The general practitioner gazed at her, his mouth open, finally understanding her strange utterances. Mrs. Nettleship had fallen in love with him and wished to be his wife. “I really must ask you to step aside!” he cried.

She relented and headed for the kitchen, humming to herself loudly. The doctor immediately sought the sanctuary of his consulting room, closing the door firmly behind him. He sat in shock, for there was nothing more perilous than an amorous housekeeper. A knock on the door suddenly stirred him from his doom, and
a man introducing himself as Thomas Trout, the Keeper of the Great Vine, walked in, his beard clipped with the care of a privet hedge. The doctor recognised him as the man sitting next to William Sheepshanks at the inquest.

“And what can I do for you?” he asked, glancing at the primrose in the lapel of the man’s coarse suit.

Without a word, he pulled off his cap and looked up. The doctor followed his gaze and saw that his head was as naked as a full moon. As he studied the smooth pink expanse, he remembered the article he had recently read stating that a former pupil of Pasteur had put the cause of baldness down to a microbe, which was pointed at both ends. The only thing that could be done to halt its spread, the scientist claimed, was to make a clearing around the infected patch, like pulling down a house to stop the spread of a fire, in the hope that the microbe wouldn’t leap over it. But in the case of Thomas Trout, Dr. Henderson could see that there was not even an outdoor privy to demolish.

He tapped his pen on his desk as he thought. “Are you married?” he asked.

The keeper shook his head.

“About to be?”

“No, doctor.”

“Any hopes to be?”

“None.”

The doctor sat forward and rested his elbows on the desk. “Then I wouldn’t be so troubled by your lack of hair, Mr. Trout. Baldness is a common plague. And if you were at all bothered about your appearance as far as ladies are concerned, they are very understanding on that score. It’s obnoxious-smelling feet, snoring, and corpulence that trouble them.”

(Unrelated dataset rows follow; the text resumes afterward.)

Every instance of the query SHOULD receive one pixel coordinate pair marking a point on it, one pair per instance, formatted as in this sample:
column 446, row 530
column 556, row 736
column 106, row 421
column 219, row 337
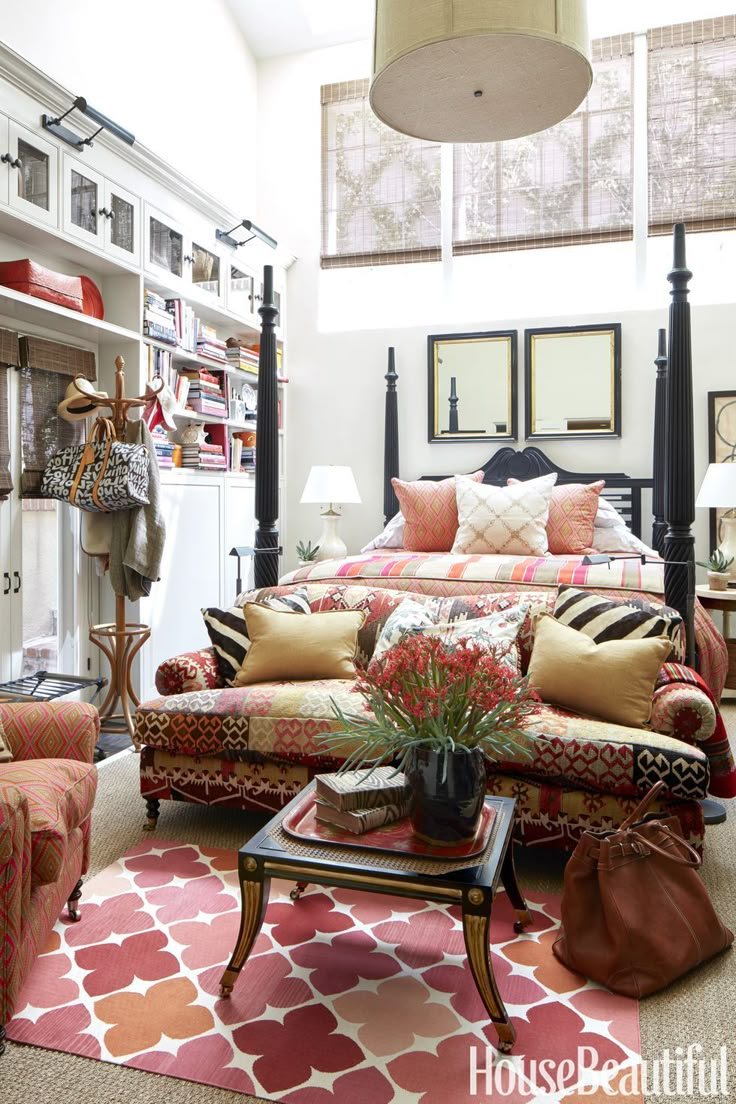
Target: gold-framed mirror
column 472, row 385
column 573, row 381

“Hair keeps my head warm, doctor.”

“I would have thought it quite hot enough in that glasshouse of yours.”

“Not in the winter, doctor. I turn the boiler off so the vine goes to sleep and gets some rest.”

“I see.” The general practitioner reached for his pen and wrote out a prescription for a stimulating scalp lotion made up of two drachms of tincture of cantharides, one ounce of spirit of rosemary, one ounce of acetic acid, and rose water to make eight ounces. “Apply a little at night and in the morning,” he advised, handing it to him.

Thomas Trout thanked him, handed him his fee, and headed for the door clutching his cap.

“I hope she appreciates it,” the doctor added, without looking up from his ledger. The keeper quickly pulled the handle behind him, his blush rising all the way up to his uninterrupted scalp.

ALICE COCKLE, THE LAST PATIENT
of the day, sat down on the edge of the chair in front of Dr. Henderson. It was the second time she had come, having found the doctor absent when she returned his handkerchief that morning.